Abdulkareem Mubarak Ahmed Almessabi
executiveI think if you look at the tankers, I mean, we need to be also careful in how we look at tankers. I mean there's the medium range size, the MR side, there's the LR side, the product tankers, the chemicals and also the VLCC. The biggest increase that we have seen actually or the biggest jump has happened in the VLCCs versus the others. Yes, the LR2s and the MRs as well have increased, but not to the same extent as the very large crude carriers, the VLCCs. The biggest increase was in the VLCCs and you know the number of vessels that we have. So again, there will be impact, of course, positive impact. But when people are saying that huge impact from tankers, the majority of our tankers actually falls within the product tankers, within the product size of the range of tankers. So yes, we will see some good impact, but not in all, I would say, tanker fleet and the majority of our tankers are actually in the LRs. Yes, there has been some positive uptick, I would say, in rates, but not to the same extent as the VLCCs. And usually, these rolls over to maybe 2 months to 3 months and even to the extent that it may fall, the benefit of these ones to the first quarter of 2026, given the long voyages that we are seeing within these vessels, sometimes it takes over 45 days just to complete one voyage. So you will see these benefits either in December or maybe even the first quarter of 2026. I think if you are trailing the VLCC markets at one stage, it has almost doubled. Of course, it depends whether you catch up that moment or you don't catch up that moment. Usually, it's momentarily reaching up to $90,000 sometimes and it falls back all the way to $70,000. But the voyages is what matters and what time are you catching up these.

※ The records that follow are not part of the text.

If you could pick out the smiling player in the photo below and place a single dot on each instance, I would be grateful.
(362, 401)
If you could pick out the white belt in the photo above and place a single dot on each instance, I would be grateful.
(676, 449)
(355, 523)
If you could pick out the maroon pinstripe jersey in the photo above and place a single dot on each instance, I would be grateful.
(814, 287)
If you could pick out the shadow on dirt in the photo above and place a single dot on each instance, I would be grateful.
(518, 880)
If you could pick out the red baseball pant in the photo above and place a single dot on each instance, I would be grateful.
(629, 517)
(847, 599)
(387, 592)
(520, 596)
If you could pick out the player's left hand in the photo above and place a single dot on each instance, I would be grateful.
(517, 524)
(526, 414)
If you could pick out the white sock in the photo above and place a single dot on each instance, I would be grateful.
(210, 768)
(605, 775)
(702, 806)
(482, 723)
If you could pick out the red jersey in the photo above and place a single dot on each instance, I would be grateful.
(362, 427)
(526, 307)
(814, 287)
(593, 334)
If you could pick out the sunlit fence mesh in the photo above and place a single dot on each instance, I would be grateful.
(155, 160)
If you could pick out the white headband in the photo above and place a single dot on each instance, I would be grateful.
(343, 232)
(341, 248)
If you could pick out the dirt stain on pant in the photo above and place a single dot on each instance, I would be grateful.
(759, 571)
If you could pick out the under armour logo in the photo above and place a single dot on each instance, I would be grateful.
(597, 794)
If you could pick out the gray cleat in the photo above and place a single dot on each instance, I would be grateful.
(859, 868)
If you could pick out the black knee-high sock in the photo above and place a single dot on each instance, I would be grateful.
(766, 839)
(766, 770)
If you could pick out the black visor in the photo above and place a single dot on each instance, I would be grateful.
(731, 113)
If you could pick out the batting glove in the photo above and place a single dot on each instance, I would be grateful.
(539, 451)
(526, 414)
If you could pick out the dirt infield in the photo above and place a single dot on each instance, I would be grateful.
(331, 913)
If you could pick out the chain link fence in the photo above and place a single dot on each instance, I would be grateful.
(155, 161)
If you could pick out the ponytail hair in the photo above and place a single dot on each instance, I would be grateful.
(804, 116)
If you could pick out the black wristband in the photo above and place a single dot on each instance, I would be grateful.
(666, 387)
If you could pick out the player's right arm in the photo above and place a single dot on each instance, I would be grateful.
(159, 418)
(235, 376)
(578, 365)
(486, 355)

But again, as I would say, you will see them actually either in December or the first quarter of 2026.
Operator
operatorThank you. At this time, we currently have no further questions. So I'll hand back to the management team for any further remarks.
Abdulkareem Mubarak Ahmed Almessabi
executiveI think I would like to thank everybody for participating today. Again, we are continuing to deliver very strong results. And the main thing actually about ADNOC Logistics & Services is the resilient platform that we have created. Well, with all of these long-term contracts and the great visibility that we are seeing from a cash flow perspective, our operating cash flow, as you've seen it in the Q2 as well have been extremely positive. Our upgrade of dividend policy, I think that has been extremely positive as well. The incremental 3% free float, which actually entitled us actually to join the MSCI on the 5th of November, potential trading on the 25th of November, which actually may yield another $200 -- between $200 million to $250 million in terms of passive inflows into the share price -- increased liquidity of share price. I think today, we are -- at any stage, we are over $12 million at any given time. And I think this gives very good opportunities for new investors basically to join us in our great actually growth story. The one thing as well that we are continuing to grow, you've seen the massive growth within ADNOC. And I think we are always growing with ADNOC and its group companies. The energy sector as well, there's a huge growth globally. And we are a company that is not tied up to any local or region, but we are a global company. Today, we are one of the largest company in the energy maritime logistics play. Thank you very much for joining us again, and I wish you a very good day.
Operator
operatorThank you all for joining today's webinar. You may now disconnect your lines.